When Frost’s gossip got back to Stevens later that summer, he apologized, insisting he was only being “playful,” and would “treasure the memory” of their meeting, which, he reminded Stevens, “I was in a better condition than you to appreciate.” Eager to smooth things over, Frost continues, “Take it from me there was no conflict at all but the prettiest kind of stand-off. You and I and the judge found we liked one another. And you and I really like each other’s works. At least down underneath I suspect we do. We should. We must. If I’m somewhat academic (I’m more agricultural) and you are somewhat executive, so much the better: it is so we are saved from being literary and deployers of words derived from words.”
Frost’s easy disdain for “words derived from words” and poetry that “purports to make me think” suggests how far apart were the sensibilities of the two poets. For Stevens, the author of poems like “The World as Meditation” and “Men Made out of Words,” Frost’s presence had begun to spoil the “paradise” where Stevens once relished a freedom to “do as one pleases.” “Key West is no longer quite the delightful affectation it once was,” he wrote to Philip May from the Casa Marina. “Who wants to share green cocoanut ice cream with these strange monsters who snooze in the porches of this once forlorn hotel.” To Monroe, he wrote “Key West, unfortunately, is becoming rather literary and artistic.”
Against his better judgement, Stevens was back at the Casa Marina five years later. The place had become “furiously literary,” with the comings and goings of literati so well known that a young Elizabeth Bishop went to “the ‘fancy’ hotel” one day looking for him, she wrote, “almost provided with opera glasses.” Frost was there again, too, traveling with his official biographer, Lawrance Thompson, who set down for posterity the argument between the poets. Echoing Frost’s letter to Stevens five years earlier, Thompson’s account further caricatures the divergent poetics of these incongruous masters:
“The trouble with you, Robert, is that you’re too academic.”
“The trouble with you, Wallace, is that you’re too executive.”
“The trouble with you, Robert, is that you write about– subjects.”
“The trouble with you, Wallace, is that you write about– bric-a-brac.”
Stevens never again returned to Key West. In 1954, not long before Stevens died, he rebuffed an invitation to attend Frost’s 80th birthday celebration at Amherst, saying coolly “I do not know his work well enough to be either impressed or unimpressed.” It is hard to imagine that Stevens had not read Frost, and Jay Parini suggests instead that the two “worked from such contradictory, even exclusive, aesthetics that neither could really read the other with much satisfaction.” And so Frost, who wanted “to get away from earth awhile / And then come back to it and begin over,” and Stevens, for whom “Reality is the beginning not the end,” would share sapodillas and conch chowder but remain isolated from one another’s poetry, in which each was the other’s only peer.

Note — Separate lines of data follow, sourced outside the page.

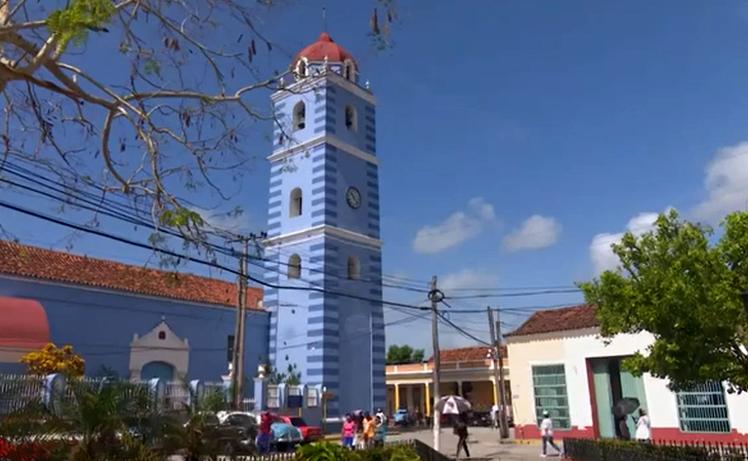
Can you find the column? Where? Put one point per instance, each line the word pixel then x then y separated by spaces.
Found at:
pixel 409 397
pixel 428 399
pixel 397 396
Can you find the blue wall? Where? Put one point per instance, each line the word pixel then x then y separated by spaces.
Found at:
pixel 334 340
pixel 101 324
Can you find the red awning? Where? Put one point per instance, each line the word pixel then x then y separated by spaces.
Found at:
pixel 23 324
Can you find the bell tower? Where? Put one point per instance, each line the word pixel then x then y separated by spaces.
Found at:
pixel 323 230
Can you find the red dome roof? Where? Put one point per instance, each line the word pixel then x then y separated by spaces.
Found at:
pixel 23 323
pixel 325 47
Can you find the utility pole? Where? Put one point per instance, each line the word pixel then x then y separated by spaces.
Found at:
pixel 435 296
pixel 237 367
pixel 498 371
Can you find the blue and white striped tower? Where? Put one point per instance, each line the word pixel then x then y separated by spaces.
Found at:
pixel 323 230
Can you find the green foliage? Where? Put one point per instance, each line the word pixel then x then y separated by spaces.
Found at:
pixel 181 217
pixel 686 291
pixel 80 16
pixel 403 354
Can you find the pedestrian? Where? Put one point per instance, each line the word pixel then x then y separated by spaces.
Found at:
pixel 370 426
pixel 546 432
pixel 264 435
pixel 460 430
pixel 348 432
pixel 643 426
pixel 495 416
pixel 380 433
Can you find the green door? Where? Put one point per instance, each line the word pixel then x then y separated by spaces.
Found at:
pixel 633 386
pixel 603 398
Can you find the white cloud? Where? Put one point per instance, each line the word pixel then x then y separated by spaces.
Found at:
pixel 457 228
pixel 467 278
pixel 535 233
pixel 601 253
pixel 726 184
pixel 233 221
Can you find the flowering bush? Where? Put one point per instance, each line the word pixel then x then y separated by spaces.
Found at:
pixel 53 359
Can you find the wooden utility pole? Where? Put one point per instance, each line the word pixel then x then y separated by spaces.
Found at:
pixel 498 369
pixel 435 298
pixel 237 366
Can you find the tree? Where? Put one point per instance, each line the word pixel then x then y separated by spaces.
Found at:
pixel 53 359
pixel 149 99
pixel 403 354
pixel 686 291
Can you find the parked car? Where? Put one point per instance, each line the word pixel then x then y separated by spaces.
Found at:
pixel 308 433
pixel 227 438
pixel 401 417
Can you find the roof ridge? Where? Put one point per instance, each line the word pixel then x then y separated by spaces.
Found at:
pixel 40 263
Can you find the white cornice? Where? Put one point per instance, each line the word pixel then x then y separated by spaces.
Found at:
pixel 310 83
pixel 280 154
pixel 316 231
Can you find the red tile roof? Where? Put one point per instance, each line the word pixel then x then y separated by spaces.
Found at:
pixel 568 318
pixel 38 263
pixel 466 354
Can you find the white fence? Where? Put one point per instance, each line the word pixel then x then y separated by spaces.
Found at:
pixel 20 391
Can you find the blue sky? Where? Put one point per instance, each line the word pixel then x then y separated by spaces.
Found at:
pixel 517 139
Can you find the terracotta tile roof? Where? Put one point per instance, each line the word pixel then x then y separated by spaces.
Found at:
pixel 568 318
pixel 38 263
pixel 465 354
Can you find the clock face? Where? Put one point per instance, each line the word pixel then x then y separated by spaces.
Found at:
pixel 353 197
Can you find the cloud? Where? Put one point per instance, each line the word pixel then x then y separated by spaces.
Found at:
pixel 467 278
pixel 601 253
pixel 726 184
pixel 235 220
pixel 535 233
pixel 457 228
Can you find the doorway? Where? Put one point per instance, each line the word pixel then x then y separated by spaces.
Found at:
pixel 610 385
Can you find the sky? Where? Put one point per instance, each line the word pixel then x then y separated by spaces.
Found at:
pixel 518 140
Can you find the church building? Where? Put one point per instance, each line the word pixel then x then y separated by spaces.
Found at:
pixel 323 226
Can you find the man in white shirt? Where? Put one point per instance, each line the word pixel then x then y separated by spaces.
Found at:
pixel 546 432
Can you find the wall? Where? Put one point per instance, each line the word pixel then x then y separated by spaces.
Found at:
pixel 100 325
pixel 573 349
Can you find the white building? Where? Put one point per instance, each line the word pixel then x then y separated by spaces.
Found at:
pixel 562 365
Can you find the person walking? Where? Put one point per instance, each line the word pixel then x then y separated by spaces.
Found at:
pixel 546 433
pixel 369 428
pixel 380 433
pixel 264 436
pixel 348 432
pixel 460 430
pixel 643 426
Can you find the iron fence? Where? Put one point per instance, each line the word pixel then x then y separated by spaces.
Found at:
pixel 659 450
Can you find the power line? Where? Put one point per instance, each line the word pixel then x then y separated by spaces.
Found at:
pixel 120 239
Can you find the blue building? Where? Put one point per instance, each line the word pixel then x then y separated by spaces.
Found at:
pixel 323 226
pixel 134 322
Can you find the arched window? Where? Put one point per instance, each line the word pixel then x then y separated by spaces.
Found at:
pixel 349 71
pixel 296 203
pixel 301 68
pixel 354 268
pixel 294 266
pixel 299 116
pixel 351 119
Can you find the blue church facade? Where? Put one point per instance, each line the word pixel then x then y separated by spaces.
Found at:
pixel 136 323
pixel 323 227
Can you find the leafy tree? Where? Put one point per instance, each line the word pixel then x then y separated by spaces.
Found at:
pixel 148 99
pixel 53 359
pixel 676 284
pixel 403 354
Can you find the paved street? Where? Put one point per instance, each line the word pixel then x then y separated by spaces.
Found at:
pixel 483 443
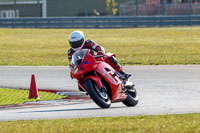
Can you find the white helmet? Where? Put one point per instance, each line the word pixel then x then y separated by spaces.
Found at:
pixel 76 40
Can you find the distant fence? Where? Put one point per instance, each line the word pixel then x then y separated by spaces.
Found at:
pixel 152 9
pixel 101 22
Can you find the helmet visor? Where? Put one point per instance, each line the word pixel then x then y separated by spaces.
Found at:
pixel 76 44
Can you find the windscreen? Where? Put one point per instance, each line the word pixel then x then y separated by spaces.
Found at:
pixel 78 56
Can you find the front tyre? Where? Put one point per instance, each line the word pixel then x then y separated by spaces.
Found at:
pixel 132 98
pixel 98 95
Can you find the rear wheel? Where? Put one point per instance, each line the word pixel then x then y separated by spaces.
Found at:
pixel 132 97
pixel 99 95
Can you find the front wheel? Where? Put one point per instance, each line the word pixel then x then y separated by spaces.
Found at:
pixel 98 95
pixel 132 98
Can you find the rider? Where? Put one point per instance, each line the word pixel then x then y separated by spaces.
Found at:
pixel 77 41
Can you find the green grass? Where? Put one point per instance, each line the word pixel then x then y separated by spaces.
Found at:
pixel 188 123
pixel 145 46
pixel 14 96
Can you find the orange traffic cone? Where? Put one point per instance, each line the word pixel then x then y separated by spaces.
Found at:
pixel 33 92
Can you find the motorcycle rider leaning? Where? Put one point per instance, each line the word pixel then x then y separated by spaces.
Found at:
pixel 77 41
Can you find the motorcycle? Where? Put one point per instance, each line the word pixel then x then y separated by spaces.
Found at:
pixel 100 81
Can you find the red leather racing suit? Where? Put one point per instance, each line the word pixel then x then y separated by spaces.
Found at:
pixel 92 45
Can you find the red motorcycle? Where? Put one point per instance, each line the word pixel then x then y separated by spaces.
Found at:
pixel 97 78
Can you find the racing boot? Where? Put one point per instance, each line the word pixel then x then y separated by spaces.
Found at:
pixel 124 75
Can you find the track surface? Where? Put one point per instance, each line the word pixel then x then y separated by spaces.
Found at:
pixel 161 90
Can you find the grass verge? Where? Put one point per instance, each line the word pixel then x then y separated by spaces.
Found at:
pixel 145 46
pixel 188 123
pixel 14 96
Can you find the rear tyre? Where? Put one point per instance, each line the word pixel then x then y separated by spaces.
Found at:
pixel 99 95
pixel 132 98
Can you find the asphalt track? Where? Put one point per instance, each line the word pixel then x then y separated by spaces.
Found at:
pixel 161 90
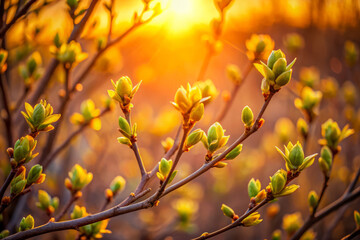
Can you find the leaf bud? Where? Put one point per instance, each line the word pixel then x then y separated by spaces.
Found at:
pixel 247 116
pixel 26 223
pixel 254 187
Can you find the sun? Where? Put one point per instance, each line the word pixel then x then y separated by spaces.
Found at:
pixel 182 8
pixel 180 14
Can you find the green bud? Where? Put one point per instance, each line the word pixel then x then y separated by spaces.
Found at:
pixel 296 155
pixel 124 87
pixel 312 199
pixel 34 174
pixel 279 66
pixel 274 56
pixel 265 86
pixel 44 199
pixel 227 211
pixel 252 220
pixel 357 219
pixel 283 78
pixel 57 41
pixel 26 223
pixel 247 116
pixel 197 112
pixel 278 181
pixel 125 127
pixel 165 167
pixel 215 138
pixel 38 115
pixel 325 160
pixel 194 138
pixel 254 187
pixel 234 153
pixel 124 140
pixel 17 188
pixel 302 127
pixel 117 185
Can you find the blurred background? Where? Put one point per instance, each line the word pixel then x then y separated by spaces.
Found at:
pixel 169 51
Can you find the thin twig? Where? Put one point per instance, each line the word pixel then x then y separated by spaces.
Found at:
pixel 235 223
pixel 341 213
pixel 135 148
pixel 7 120
pixel 206 166
pixel 7 182
pixel 326 211
pixel 119 210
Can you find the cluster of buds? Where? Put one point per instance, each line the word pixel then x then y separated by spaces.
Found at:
pixel 214 139
pixel 167 144
pixel 208 90
pixel 93 230
pixel 309 76
pixel 30 71
pixel 293 42
pixel 68 53
pixel 20 182
pixel 332 135
pixel 251 220
pixel 313 200
pixel 78 179
pixel 292 223
pixel 351 53
pixel 259 47
pixel 325 160
pixel 40 117
pixel 3 58
pixel 128 132
pixel 47 203
pixel 294 157
pixel 308 102
pixel 88 113
pixel 26 223
pixel 189 102
pixel 278 184
pixel 124 92
pixel 35 175
pixel 116 186
pixel 164 170
pixel 276 72
pixel 23 151
pixel 234 74
pixel 247 117
pixel 185 208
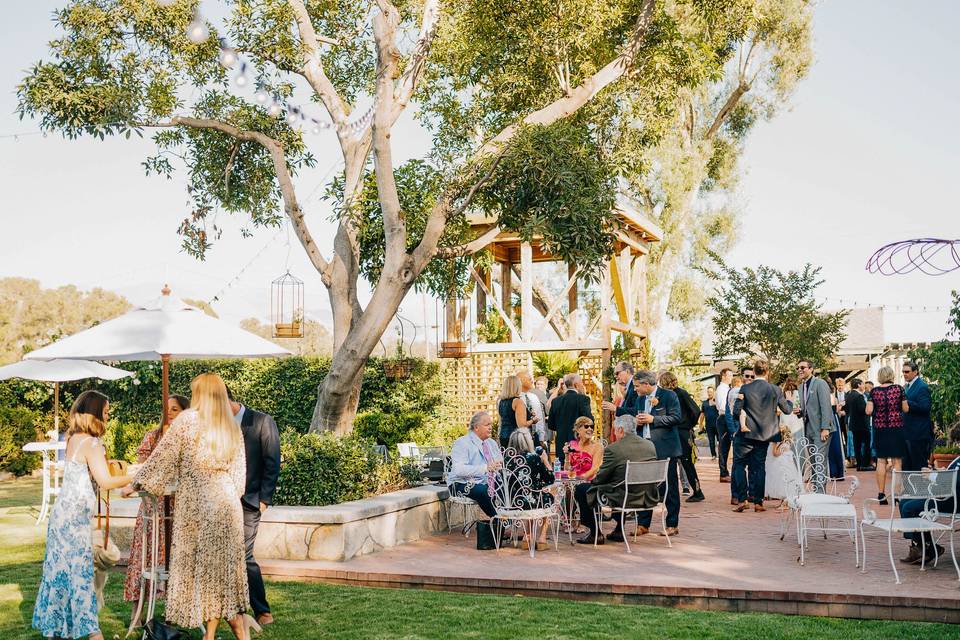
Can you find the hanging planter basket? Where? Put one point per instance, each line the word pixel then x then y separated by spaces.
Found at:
pixel 398 369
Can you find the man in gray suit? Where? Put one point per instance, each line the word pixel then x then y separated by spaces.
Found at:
pixel 817 414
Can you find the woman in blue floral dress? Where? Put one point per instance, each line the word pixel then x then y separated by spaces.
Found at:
pixel 67 603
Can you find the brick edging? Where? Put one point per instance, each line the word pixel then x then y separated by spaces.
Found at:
pixel 842 605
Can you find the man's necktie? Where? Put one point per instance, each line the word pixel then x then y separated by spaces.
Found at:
pixel 488 456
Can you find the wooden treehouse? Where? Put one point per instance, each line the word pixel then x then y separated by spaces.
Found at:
pixel 536 314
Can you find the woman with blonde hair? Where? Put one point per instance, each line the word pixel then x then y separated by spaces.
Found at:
pixel 514 413
pixel 203 454
pixel 66 604
pixel 885 408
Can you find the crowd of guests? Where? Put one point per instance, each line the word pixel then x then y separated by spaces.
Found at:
pixel 224 460
pixel 753 429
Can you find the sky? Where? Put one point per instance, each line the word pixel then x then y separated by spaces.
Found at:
pixel 865 154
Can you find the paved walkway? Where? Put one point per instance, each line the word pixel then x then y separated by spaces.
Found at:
pixel 718 554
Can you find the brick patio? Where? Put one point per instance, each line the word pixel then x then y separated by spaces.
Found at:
pixel 721 561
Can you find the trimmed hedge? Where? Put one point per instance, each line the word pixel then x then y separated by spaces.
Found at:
pixel 18 426
pixel 318 470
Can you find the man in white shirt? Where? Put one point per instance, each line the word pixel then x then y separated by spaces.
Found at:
pixel 475 460
pixel 723 435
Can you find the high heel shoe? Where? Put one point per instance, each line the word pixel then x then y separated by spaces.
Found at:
pixel 248 624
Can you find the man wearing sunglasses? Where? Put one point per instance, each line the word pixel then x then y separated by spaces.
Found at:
pixel 816 411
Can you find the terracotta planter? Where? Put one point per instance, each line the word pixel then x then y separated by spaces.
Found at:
pixel 942 460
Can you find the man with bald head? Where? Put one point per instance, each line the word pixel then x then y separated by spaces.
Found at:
pixel 565 409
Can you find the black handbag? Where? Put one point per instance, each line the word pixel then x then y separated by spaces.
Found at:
pixel 156 629
pixel 485 540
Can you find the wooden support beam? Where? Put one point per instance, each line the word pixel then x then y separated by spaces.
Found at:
pixel 617 287
pixel 546 345
pixel 526 290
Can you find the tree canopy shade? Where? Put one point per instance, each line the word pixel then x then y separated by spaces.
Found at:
pixel 769 313
pixel 538 110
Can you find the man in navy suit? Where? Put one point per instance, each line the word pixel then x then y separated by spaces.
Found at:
pixel 658 414
pixel 917 426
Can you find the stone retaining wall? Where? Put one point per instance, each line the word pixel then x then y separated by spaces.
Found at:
pixel 335 532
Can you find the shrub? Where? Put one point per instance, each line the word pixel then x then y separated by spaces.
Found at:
pixel 321 469
pixel 122 439
pixel 18 427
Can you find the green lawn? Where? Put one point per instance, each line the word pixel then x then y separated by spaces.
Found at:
pixel 310 610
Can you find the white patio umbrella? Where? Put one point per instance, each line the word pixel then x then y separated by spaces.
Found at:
pixel 163 329
pixel 57 371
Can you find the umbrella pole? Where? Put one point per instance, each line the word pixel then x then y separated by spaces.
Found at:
pixel 56 409
pixel 165 363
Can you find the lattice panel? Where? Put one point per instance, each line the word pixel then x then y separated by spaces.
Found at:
pixel 473 383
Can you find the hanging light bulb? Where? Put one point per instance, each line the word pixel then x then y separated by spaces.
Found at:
pixel 197 30
pixel 228 57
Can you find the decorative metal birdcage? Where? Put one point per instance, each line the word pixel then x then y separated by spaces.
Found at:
pixel 286 306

Sources: Letters of Wallace Stevens, selected and edited by Holly Stevens; Letter from Robert Frost to Wallace Stevens, July 28, 1935, from The Huntington Library, San Marino, California; Robert Frost: The Years of Triumph, 1915-1938, by Lawrance Thompson; Robert Frost: The Later Years, 1938-1963, by Lawrance Thompson and R.H. Winnick; Robert Frost: A Life, by Jay Parini; Secretaries of the Moon: The Letters of Wallace Stevens and José Rodríguez Feo, edited by Beverly Coyle and Alan Filreis; Wallace Stevens: The Later Years, 1923-1955, by Joan Richardson; and One Art: Elizabeth Bishop Letters, selected and edited by Robert Giroux.